Clark grad student examines the implications of renewable energy development
Mara van den Bold, a Ph.D. candidate in Clark University’s Graduate School of Geography, has been recognized by the American Geographical Society (AGS) for her research on the implications of large-scale renewable energy development for rural livelihoods. She is one of four scholars to receive the 2019 AGS Council Fellowship; winners were selected from a highly competitive field and a record number of applicants. Van den Bold will be honored at the annual AGS Fall Symposium at Columbia University on Nov. 21 and 22.
The fellowship award will allow her to continue her study, “Greening energy: the politics of solar power in Senegal,” which focuses on the connection between politics and renewable energy development and the implications of utility-scale renewable energy projects for rural communities. There has been substantial research on the global potential for renewable energy, as well as on the financial feasibility of such systemic transitions to renewable sources; however, much less is known about how countries, at a national level, pursue and manage such transitions to renewable energy, and how this process influences the siting and installation of large-scale projects.
Van den Bold is exploring how Senegal is politically navigating the development of renewable energy in the context of recently discovered offshore oil and gas reserves.
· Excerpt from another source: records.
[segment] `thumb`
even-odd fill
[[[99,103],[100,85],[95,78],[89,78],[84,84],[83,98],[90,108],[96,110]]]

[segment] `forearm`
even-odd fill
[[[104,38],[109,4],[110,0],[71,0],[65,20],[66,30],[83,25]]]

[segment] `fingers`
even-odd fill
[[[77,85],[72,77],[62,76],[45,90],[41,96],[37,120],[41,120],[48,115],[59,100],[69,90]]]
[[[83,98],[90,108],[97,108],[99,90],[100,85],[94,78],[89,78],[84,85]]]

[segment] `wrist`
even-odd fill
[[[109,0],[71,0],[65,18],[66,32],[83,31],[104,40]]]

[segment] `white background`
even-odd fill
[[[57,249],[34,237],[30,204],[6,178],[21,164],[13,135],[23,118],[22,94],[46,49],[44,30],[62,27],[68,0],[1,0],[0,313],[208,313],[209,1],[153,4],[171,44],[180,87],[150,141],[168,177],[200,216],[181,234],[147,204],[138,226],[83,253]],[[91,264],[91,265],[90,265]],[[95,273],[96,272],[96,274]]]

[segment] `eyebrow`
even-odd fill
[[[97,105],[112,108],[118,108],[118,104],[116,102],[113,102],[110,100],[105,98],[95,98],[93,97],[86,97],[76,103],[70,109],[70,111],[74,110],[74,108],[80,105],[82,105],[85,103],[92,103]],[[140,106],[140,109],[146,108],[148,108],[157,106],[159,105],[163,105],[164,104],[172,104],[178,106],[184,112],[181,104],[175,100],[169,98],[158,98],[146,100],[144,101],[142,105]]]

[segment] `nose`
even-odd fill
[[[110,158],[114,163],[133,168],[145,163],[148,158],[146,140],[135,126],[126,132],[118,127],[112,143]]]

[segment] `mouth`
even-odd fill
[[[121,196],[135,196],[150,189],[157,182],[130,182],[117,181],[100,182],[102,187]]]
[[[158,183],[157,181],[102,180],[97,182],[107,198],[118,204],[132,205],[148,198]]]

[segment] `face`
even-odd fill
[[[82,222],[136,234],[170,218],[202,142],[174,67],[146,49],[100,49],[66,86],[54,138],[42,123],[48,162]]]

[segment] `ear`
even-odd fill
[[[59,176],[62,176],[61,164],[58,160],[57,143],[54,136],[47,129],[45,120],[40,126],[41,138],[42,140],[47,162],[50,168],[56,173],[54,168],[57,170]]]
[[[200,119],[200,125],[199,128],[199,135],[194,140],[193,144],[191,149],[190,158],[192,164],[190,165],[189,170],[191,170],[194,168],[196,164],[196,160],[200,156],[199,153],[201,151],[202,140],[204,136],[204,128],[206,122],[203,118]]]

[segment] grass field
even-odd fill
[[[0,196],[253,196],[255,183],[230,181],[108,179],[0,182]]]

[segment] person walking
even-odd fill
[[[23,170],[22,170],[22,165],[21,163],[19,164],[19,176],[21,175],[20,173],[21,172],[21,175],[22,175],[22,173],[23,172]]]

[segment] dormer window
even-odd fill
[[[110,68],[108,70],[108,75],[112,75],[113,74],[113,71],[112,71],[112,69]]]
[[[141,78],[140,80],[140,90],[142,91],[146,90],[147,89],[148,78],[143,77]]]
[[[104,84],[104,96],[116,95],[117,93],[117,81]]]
Her case study will examine the community-level impacts of the Taiba N’Diaye wind power project, one of the largest utility-scale wind projects in West Africa.
Once it begins operating in 2020, the wind farm will add 158.7 megawatts of clean, reliable power to Senegal’s electricity grid. It will provide power for over 2 million people and is designed to generate electricity for at least 20 years using its 46 wind turbines.
“I am absolutely thrilled to receive the AGS Council Fellowship,” said van den Bold. “It will support my work in the communities where the wind project is being developed.” She plans to interview community members, facility staff, and local government officials, as well as attend community meetings, as part of her fieldwork.
“The future of geographic research and innovation is bright as long as we support young scholars,” said Dr. Marie Price, chair of the Selection Committee and president of AGS. “The AGS Council Fellowship is one of the ways that our society encourages graduate students to pursue original research around the world.”
Established in 1851, AGS is the oldest professional geographical organization in the United States. It is dedicated to the advancement of geographic thinking, knowledge, and understanding across business, government, academe, social sectors, and with teachers and students. The mission of AGS is to advance and promote geography in business, government, science, and education. The Society seeks to engage the American public with new and amazing ways to understand and characterize our changing world.